Так, сменяя друг друга, текли истории, сами по себе неважные и мало что говорящие постороннему человеку и только для них одних, людей одного поколения, наполненные особым смыслом и значением; простодушные и незатейливые, но близкие и понятные им воспоминания об однообразной, прекрасной и тяжкой жизни города — их собственной жизни; измененные временем, полустертые, нерасторжимо связанные с каждым из сидящих здесь и вместе с тем далекие от трагедии нынешней ночи, которая свела их в этот фантастический круг.
Так именитые граждане города, закаленные и с детских лет привыкшие терпеть самые разные невзгоды, коротали ночь «большого наводнения» и, находя в себе силы шутить и смеяться перед лицом надвигающейся катастрофы, пытались обмануть судьбу, коль скоро ее было невозможно отвратить.
Однако под маской напускной веселости души их точила тревога, за шуткой скрывались тяжкие мысли, а слух поневоле ловил завывание ветра и рев напиравшей воды из долины, где каждый из них бросил все, что имел.

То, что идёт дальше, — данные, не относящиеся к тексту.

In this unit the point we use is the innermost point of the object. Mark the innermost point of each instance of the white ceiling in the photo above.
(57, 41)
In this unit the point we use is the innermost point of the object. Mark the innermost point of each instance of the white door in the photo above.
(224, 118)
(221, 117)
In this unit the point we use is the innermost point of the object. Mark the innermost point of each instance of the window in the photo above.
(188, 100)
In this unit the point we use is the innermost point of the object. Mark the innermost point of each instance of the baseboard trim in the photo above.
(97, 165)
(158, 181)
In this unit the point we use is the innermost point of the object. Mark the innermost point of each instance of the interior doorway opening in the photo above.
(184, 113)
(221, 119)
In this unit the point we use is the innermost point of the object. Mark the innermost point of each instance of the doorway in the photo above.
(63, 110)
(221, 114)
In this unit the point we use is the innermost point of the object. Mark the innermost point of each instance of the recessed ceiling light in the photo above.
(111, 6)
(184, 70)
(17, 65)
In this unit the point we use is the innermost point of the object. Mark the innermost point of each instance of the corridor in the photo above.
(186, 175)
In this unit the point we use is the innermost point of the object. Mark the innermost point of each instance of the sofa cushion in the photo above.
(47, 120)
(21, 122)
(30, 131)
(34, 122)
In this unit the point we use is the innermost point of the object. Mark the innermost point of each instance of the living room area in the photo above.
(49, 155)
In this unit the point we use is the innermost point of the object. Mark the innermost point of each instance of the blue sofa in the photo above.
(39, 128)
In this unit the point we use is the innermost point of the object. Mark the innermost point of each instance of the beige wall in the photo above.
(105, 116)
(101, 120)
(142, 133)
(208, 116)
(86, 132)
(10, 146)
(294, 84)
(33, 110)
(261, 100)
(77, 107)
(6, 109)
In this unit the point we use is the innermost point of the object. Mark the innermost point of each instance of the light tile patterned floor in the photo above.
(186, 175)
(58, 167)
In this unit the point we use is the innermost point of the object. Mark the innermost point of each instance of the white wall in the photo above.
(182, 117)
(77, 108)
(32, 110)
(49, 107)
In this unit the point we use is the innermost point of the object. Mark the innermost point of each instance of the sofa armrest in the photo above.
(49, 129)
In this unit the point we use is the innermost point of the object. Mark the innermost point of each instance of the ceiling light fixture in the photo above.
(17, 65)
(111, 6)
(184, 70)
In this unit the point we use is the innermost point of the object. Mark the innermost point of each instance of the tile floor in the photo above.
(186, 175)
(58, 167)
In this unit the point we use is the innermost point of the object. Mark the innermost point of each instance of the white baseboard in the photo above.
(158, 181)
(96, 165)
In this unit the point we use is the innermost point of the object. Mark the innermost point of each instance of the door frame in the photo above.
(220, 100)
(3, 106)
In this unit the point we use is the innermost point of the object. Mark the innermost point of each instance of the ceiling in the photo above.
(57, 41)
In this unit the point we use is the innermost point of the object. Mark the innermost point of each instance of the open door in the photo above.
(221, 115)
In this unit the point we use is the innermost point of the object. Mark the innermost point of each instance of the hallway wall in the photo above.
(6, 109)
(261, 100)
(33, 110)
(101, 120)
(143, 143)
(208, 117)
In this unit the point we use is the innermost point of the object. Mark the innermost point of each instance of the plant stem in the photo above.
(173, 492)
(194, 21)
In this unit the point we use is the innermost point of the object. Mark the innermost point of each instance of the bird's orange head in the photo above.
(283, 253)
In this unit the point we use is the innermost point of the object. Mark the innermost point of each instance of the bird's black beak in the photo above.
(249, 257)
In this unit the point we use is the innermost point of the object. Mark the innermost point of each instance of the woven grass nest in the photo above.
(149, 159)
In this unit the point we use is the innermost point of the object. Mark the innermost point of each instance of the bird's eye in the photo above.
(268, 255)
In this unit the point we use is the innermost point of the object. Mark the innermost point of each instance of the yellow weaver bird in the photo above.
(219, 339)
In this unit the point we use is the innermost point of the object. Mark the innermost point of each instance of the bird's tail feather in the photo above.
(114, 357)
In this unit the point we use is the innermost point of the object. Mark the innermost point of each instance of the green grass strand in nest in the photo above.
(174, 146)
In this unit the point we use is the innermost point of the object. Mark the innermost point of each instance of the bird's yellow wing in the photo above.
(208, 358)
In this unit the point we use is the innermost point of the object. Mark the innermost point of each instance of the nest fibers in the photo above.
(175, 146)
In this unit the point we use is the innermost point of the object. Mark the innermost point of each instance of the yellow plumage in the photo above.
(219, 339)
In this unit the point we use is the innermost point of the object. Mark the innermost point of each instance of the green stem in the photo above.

А утром следующего дня, после бессонной ночи, стоя на Мейдане, они смотрели на свои дома, затопленные водой одни до середины, другие под самую крышу. Тогда же в первый и последний раз они видели свой город без моста. Вода поднялась на целых десять метров, заполнила широкие и высокие пролеты и переливалась через мост, скрывшийся под ней. Лишь площадки ворот выступали над мутной водой и окатывались волнами, как порог речного переката.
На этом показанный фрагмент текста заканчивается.